Padre Justino, que vive em São Gabriel da Cachoeira (AM), foi o único indígena a colaborar como especialista na elaboração de documentos do Sínodo da Amazônia. Também integrou a comitiva que viajou ao Vaticano para reunião de conselho do sínodo com o papa Francisco. Ele concedeu entrevista ao Estado durante a reunião de bispos da Amazônia brasileira, na capital paraense.

A seguir os principais trechos da entrevista:

O presidente Jair Bolsonaro diz que não vai demarcar mais terras indígenas. O que pensa sobre isso?

Discursos são discursos. Tem a legislação que ampara (a demarcação). Não dá para afirmar que vai fazer isso. Tem a Constituição, as leis estaduais, os Ministérios Públicos que vão, junto às comunidades, questionar e tentar superar esses problemas.

E se o presidente tentar mudar a lei?

Só se for autoritário. Aí pode fazer. Mas espero que nossos governantes não cheguem a isso. Hoje em dia é muito difícil aceitar assim de forma ingênua. Todos os indígenas hoje estão informados do que está acontecendo, se articulam, colocam em questão, em discussão. As autoridades tem que dialogar com os indígenas para definir suas políticas internas.

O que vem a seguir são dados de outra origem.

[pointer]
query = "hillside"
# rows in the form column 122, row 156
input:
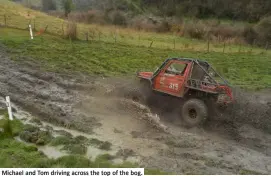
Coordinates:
column 75, row 102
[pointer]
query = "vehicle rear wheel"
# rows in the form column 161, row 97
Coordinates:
column 194, row 112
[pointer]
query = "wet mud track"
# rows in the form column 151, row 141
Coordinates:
column 89, row 105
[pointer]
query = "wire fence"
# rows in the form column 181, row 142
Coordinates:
column 127, row 36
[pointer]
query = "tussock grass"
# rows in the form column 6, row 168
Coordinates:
column 18, row 16
column 245, row 70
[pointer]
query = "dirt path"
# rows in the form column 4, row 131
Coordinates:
column 79, row 102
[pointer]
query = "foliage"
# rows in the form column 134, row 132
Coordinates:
column 48, row 5
column 68, row 6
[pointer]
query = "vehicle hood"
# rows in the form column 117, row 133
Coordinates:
column 145, row 75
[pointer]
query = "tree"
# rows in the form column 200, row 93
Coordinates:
column 48, row 5
column 68, row 6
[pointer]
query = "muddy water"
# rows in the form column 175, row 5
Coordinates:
column 78, row 102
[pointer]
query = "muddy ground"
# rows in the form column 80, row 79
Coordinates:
column 236, row 142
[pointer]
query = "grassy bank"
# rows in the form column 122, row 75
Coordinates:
column 16, row 154
column 241, row 69
column 17, row 16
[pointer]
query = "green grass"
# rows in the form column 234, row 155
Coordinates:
column 15, row 154
column 101, row 58
column 19, row 17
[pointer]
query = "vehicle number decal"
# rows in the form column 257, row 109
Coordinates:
column 173, row 86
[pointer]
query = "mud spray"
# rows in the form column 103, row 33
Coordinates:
column 114, row 110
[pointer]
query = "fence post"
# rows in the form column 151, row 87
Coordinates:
column 266, row 46
column 9, row 108
column 45, row 29
column 208, row 43
column 151, row 44
column 5, row 19
column 34, row 25
column 63, row 29
column 31, row 32
column 86, row 36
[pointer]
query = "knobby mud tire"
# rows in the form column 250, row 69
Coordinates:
column 194, row 113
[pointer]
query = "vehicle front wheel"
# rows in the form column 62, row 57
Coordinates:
column 194, row 112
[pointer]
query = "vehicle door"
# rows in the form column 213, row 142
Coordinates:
column 171, row 79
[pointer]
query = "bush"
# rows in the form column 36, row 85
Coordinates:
column 197, row 31
column 118, row 18
column 71, row 31
column 249, row 34
column 263, row 29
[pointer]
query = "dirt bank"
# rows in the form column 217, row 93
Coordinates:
column 79, row 102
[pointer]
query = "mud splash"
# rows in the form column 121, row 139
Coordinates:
column 109, row 110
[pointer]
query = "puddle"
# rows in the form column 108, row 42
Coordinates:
column 52, row 152
column 56, row 152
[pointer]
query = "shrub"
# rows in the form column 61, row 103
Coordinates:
column 71, row 31
column 118, row 18
column 249, row 34
column 263, row 29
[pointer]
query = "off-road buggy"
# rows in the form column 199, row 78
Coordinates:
column 195, row 82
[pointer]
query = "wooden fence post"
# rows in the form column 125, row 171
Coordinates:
column 63, row 29
column 208, row 49
column 266, row 46
column 86, row 36
column 5, row 19
column 45, row 29
column 151, row 44
column 34, row 25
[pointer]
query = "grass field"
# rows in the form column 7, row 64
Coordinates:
column 109, row 59
column 15, row 154
column 18, row 16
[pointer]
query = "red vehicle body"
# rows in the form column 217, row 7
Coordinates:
column 190, row 79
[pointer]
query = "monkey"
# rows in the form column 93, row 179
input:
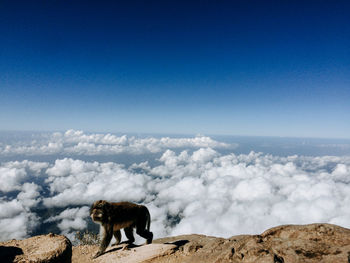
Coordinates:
column 115, row 216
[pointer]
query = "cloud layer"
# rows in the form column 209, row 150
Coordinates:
column 78, row 143
column 199, row 191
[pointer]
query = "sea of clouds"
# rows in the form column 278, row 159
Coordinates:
column 197, row 189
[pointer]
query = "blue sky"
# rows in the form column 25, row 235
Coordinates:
column 270, row 68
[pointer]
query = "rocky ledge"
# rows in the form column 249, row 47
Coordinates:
column 49, row 248
column 283, row 244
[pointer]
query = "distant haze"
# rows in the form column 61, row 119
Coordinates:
column 191, row 184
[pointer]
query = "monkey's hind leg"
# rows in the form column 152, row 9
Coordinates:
column 108, row 233
column 143, row 232
column 129, row 232
column 117, row 235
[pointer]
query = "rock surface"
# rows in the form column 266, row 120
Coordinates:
column 290, row 243
column 283, row 244
column 44, row 249
column 121, row 253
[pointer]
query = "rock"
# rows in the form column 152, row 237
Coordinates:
column 44, row 249
column 121, row 253
column 313, row 243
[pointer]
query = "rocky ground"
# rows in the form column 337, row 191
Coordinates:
column 282, row 244
column 44, row 249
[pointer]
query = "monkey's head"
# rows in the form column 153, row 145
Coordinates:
column 98, row 211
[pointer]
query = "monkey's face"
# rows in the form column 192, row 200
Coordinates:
column 98, row 211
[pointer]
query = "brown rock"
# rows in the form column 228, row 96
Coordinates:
column 38, row 249
column 313, row 243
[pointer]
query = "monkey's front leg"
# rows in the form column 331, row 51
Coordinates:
column 107, row 236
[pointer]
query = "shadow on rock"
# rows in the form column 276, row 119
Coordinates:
column 8, row 254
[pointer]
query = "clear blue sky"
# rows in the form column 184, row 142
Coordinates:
column 213, row 67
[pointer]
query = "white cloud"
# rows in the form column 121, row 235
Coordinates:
column 78, row 143
column 194, row 191
column 205, row 192
column 16, row 221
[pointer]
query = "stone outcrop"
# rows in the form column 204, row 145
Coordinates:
column 313, row 243
column 38, row 249
column 283, row 244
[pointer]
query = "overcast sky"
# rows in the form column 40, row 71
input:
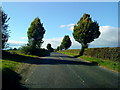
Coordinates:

O presidente e governadores aliados dizem que os indígenas querem sair da pobreza e produzir, defendem exploração econômica das terras.

Isso é uma visão muito colonial. A pobreza e a riqueza são vistas de várias maneiras. Nós indígenas não fomos ricos em matéria, riqueza, de acúmulo. Para nós, a riqueza são nossos trabalhos cotidianos, ter sua roça, fazer seu beiju, ter lugar de pesca e caça, a vida comunitária, a partilha com todos. Alguns indígenas com ambição, como toda sociedade tem, vêm com esses discursos de que estão morrendo em cima das riquezas. Em geral são pessoas que não estão na área trabalhando e fazem esses discursos que parecem representar as vozes dos indígenas. Se você olhar bem os nomes nesses vídeos de circulam diz 'liderança indígena'. Mas aí você pergunta nas bases: Quem delegou a ele para falar em nosso nome? Muitas vezes não têm representatividade nenhuma, estão a expressar seu próprio pensar.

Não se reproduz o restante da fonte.